Home - * Stampa pagina - Mercoledì, 14 Febbraio, 2007 17:35 "Centro Culturale Giovanni De Murtas"

HELMUT NEWTON (1920-2004) (Tedesco)
Di nazionalità australiana, Helmut Newton è nato a Berlino il 31 ottobre del 1920. Dopo aver partecipato alla seconda guerra mondiale nell’esercito australiano, nel 1957 si trasferisce a Parigi dove inizia professionalmente l’attività di fotografo. Fotografo di moda e di nudi feminili, Hamilton collabora con le più importanti riviste, fra le quali “VOGUE”, “ELLE”, “QUEEN”, “STERN”, PLAY BOY”. Dal 1981 risiede a Montecarlo. Dobbiamo riconoscere in Newton il Maestro incontestabile del “beauty”e di un erotismo personalissimo. Egli stesso dice: “Io sono superficiale, le mie imagini non sono profonde, non sono un fotografo impegnato, amo tutto ciò che è artificiale, bello, divertente. Il buon gusto è l’antimoda, l’antifoto, l’antidonna e l’antierotismo! La volgarità è vita, divertimento, voglia di reazioni estreme”. L’ambiente dominante nelle sue foto sono le spiagge alla moda, le hall e camere di grandi alberghi. Il suo erotismo è l’esaltazione della superficialità, spinta alle estreme conseguenze, ma, pur così, di grande effetto plastico. Le sue modelle sono esattamente l’opposto di quelle di Hamilton, creature delicate in immagini evanescenti queste ultime, fredde, austere, inquietanti quelle di Newton. Un grande, un unico, certamente, della fotografia erotica. Tra i suoi volumi pubblicati ricordiamo “White Women”, “Sleepless Night” e “Big Nudes”. Muore a Los Angeles, in un incidente stradale, il 23 Gennaio del 2004.

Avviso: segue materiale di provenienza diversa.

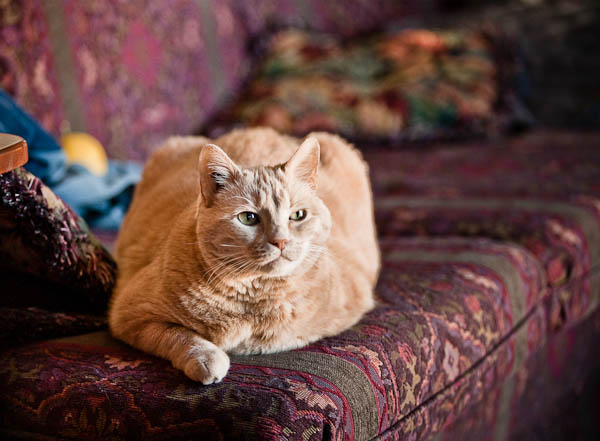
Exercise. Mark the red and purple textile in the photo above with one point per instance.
(406, 85)
(132, 73)
(488, 300)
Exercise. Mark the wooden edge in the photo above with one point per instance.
(14, 156)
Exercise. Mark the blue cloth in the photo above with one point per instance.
(101, 200)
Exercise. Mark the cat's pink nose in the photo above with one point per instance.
(280, 243)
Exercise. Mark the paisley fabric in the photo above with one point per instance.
(487, 310)
(132, 73)
(413, 84)
(48, 257)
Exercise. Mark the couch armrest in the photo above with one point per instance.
(13, 152)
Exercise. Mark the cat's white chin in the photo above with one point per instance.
(280, 266)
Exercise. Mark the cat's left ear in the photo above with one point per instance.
(304, 164)
(216, 169)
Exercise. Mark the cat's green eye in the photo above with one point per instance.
(298, 215)
(248, 218)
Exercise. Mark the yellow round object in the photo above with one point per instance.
(82, 148)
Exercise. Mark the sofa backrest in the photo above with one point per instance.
(133, 72)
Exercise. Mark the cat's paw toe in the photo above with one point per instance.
(207, 366)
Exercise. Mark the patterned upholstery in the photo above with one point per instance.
(56, 276)
(411, 84)
(131, 73)
(468, 330)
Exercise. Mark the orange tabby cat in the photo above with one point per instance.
(257, 246)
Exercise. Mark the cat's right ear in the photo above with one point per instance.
(216, 169)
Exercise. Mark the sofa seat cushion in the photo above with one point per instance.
(541, 191)
(446, 307)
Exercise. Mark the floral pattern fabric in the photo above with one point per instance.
(132, 73)
(412, 84)
(48, 257)
(474, 321)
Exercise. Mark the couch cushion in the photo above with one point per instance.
(413, 84)
(135, 72)
(446, 306)
(541, 191)
(55, 274)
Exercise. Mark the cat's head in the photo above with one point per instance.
(263, 221)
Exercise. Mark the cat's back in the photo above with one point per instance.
(168, 187)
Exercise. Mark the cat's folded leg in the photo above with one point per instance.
(197, 357)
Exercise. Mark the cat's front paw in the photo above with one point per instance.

(La biografia e la galleria sono tratti dal sito http://www.ocaiw.com)
"Scattavo foto ovunque, ma non ho mai pensato che il mio lavoro fosse una forma d'arte. In ogni caso volevo prostituire questo talento che mi era stato dato" (Helmut Newton)
"In fotografia ci sono due parole volgari: la prima è arte, la seconda è buon gusto. La bellezza è intelligenza. E il fascino non ha nulla a che fare con il denaro." (Helmut Newton)
Newton affermava scherzando che a nessuno interessavano le sue fotografie di fiori..
Peonie che sfioriscono, onde che si rifrangono, statue di madonnine che emergono da piazze notturne, strade perdute che ricordano film di Lynch, colossi della campagna fiorentina, ma anche la manica lunga del Castello di Rivoli, oppure il mare al largo di Montecarlo dopo un Gran Premio, numerose vedute aeree di un viaggiatore costante…. tutto questo ci regala un’inedita prospettiva dell’autore. Accanto, per non farci dimenticare ciò che ha reso unico il suo talento , quasi sembrano staccarsi dall’immagine le labbra rosse di Monica Bellucci, i contorni curvilinei in torsione di personaggi famosi o modelle senza nome, scatti sempre trasgressivi quando non crudeli, che turbano o interrogano, come i candidi polpacci di una donna inginocchiata, o una bionda al telefono colta da una forte folata di vento. In un corridoio di passaggio uno specchio riflette una fotografia di una donna nuda allo specchio, per ripetere all’infinito il gioco voyeurista. Un’intenzione simile si ritrova nello scatto che fa il verso a Velasquez, qui il riflesso viene trasmesso da uno schermo televisivo – nella stessa sala una chaise longue simile a quella immortalata attende che qualche osservatore si segga per riposarsi – anche qui, al soffitto, un grande specchio per rimirarsi seduti – o arditamente sdraiati come la modella della foto. Ancora, scorrono visioni di due donne avvinghiate ai piedi di un albero, sex dolls scarnificate, una rossa in piedi su una sedia, oppure una bionda su un'altalena, e una coppia che quasi si fonde tra le volute nodose di una quercia, o sfondi anche metropolitani, come nel ritratto di Michael Hutchence quasi defilato per lasciar campo a due lucciole, e riprese "sul vivo" di personaggi in abiti di pelle sadomaso ad Orange County, scatti di indefinibile collocazione tra feticismo/sesso/corpo/paesaggio e dalle infinite interpretazioni personali, più o meno confessabili. (La fotografia è forse il mezzo più immediato per l’estrapolazione delle proprie manie, delle proprie perversioni – come se vedersele contornate in bianco e nero o a colori potesse dar immediato corpo ai fantasmi inespressi) .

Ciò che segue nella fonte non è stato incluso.